No doubt it is, in no small part, because I have a hankering after a strong sense of place. And Blood Kin exists in that netherworld reminiscent of Coetzee's work (to whom she has been compared -- it's rather an obvious parallel to draw, not the least because of her own personal geography; Coetzee also provides a blurb for the jacket). No blame in that.
And the novel works. A bit fantastic; more broadly fantastic than Coetzee's work, which to my thinking is so effective because it takes that ethereal No-Place and grounds it so thoroughly and starkly in one individual. Dovey's work weaves together six narrators. It works.
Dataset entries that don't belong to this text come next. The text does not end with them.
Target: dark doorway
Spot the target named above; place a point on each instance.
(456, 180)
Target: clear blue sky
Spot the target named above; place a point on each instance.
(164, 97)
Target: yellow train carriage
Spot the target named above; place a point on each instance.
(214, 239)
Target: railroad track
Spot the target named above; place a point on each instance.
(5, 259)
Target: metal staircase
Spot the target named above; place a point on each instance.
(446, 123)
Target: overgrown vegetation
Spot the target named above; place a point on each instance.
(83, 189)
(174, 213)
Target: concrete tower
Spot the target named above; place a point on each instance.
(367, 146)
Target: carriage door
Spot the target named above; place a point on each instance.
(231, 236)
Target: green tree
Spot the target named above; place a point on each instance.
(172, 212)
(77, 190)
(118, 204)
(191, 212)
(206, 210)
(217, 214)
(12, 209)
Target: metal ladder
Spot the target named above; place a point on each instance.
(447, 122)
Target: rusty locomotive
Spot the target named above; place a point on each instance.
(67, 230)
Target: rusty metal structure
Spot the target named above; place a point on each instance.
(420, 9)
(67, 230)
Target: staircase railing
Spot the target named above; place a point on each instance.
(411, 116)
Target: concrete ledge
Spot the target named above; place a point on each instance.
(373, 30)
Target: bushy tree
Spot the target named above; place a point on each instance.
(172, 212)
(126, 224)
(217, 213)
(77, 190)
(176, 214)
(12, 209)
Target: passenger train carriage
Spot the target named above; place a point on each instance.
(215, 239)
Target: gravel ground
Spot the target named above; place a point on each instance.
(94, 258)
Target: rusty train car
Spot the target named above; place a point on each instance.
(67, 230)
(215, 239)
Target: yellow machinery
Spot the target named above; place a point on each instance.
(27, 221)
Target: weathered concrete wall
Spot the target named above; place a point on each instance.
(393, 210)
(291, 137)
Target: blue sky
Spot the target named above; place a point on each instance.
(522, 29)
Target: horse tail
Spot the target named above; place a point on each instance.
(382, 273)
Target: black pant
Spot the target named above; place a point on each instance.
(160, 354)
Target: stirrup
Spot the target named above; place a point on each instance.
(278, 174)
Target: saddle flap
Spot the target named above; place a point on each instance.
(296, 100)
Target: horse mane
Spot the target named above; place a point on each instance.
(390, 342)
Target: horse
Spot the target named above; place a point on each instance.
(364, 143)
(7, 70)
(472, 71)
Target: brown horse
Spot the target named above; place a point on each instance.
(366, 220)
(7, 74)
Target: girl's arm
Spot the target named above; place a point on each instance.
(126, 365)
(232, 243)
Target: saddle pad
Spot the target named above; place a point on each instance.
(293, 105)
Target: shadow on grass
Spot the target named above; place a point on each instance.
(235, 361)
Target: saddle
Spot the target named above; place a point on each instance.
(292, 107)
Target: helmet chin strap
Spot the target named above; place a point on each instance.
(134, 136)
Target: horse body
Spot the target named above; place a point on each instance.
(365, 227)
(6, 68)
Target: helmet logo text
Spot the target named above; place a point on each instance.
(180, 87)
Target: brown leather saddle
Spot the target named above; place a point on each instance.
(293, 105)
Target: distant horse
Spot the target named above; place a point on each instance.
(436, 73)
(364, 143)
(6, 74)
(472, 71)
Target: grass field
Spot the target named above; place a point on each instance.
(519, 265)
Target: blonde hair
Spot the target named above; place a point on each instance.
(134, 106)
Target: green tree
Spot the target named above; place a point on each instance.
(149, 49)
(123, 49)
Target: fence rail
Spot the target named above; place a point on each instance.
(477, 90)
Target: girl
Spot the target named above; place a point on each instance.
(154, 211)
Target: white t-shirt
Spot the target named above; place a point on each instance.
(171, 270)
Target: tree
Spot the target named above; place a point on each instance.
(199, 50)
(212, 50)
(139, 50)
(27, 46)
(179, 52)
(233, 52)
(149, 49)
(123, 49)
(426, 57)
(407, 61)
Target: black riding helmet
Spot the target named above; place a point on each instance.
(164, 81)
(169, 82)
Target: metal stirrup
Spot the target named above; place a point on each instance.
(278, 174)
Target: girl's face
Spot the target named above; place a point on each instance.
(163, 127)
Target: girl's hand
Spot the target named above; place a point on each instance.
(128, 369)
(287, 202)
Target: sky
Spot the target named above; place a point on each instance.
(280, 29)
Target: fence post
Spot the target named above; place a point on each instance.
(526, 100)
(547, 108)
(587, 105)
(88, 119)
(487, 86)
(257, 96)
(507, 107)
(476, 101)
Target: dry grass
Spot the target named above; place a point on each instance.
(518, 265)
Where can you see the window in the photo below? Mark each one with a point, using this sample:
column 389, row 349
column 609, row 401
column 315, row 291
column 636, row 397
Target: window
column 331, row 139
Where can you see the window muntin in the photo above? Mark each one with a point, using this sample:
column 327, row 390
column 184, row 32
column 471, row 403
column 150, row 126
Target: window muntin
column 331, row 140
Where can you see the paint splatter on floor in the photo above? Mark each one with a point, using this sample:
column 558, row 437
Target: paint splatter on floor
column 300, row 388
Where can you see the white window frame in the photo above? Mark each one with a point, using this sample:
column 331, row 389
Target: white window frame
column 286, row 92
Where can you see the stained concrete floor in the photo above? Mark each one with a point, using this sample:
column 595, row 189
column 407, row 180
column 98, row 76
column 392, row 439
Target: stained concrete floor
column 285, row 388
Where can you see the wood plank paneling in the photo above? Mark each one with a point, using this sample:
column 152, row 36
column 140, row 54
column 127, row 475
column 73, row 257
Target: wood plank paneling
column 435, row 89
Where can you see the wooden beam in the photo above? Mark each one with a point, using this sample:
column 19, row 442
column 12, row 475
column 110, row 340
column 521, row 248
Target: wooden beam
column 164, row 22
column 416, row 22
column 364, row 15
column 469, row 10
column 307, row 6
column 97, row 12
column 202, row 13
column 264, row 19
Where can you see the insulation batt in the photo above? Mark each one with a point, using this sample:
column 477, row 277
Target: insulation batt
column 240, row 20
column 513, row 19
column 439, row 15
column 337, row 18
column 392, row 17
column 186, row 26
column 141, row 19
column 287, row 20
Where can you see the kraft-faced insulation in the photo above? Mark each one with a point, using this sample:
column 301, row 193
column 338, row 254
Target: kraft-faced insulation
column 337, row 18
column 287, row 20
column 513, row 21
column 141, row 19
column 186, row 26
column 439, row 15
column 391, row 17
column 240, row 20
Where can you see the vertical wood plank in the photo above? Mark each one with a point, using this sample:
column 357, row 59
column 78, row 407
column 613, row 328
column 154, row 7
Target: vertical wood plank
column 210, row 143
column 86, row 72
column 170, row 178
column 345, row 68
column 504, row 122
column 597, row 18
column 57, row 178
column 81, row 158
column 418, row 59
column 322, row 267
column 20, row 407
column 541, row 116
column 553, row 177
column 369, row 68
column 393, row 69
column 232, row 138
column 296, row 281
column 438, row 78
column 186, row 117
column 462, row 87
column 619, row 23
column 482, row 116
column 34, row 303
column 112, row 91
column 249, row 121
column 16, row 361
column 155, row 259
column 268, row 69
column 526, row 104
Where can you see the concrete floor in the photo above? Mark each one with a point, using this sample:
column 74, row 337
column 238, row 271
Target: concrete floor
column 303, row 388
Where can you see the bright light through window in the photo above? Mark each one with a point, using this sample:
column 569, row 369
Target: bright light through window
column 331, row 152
For the most part.
Part of my quest for place is rooted in the fact of it being summer -- and my hankering after our own, my own, American South -- and my continuing search for a sense of South Africa (draw your own conclusions). I wouldn't say I expected it in Dovey, but I had half a mind looking for hints of it.
Ah, but it's a new day, and I'm getting old; I should yield more freely to the gifts of the young.
I will be interested to read what comes next. I suppose a short story in The New Yorker is inevitable -- following in the footsteps of other arguably African Next Big Things (Adichie and Akpan come immediately to mind).
In the meantime, you can read a review of Blood Kin in the New York Times, listen to an interview on NPR, peruse her website, and view some video of her on YouTube -- on her book, on power, and on beauty; as well as a reading or two.
The cover, by the way, is about as striking a cover as I've seen in a long while. It just looks good on the shelf.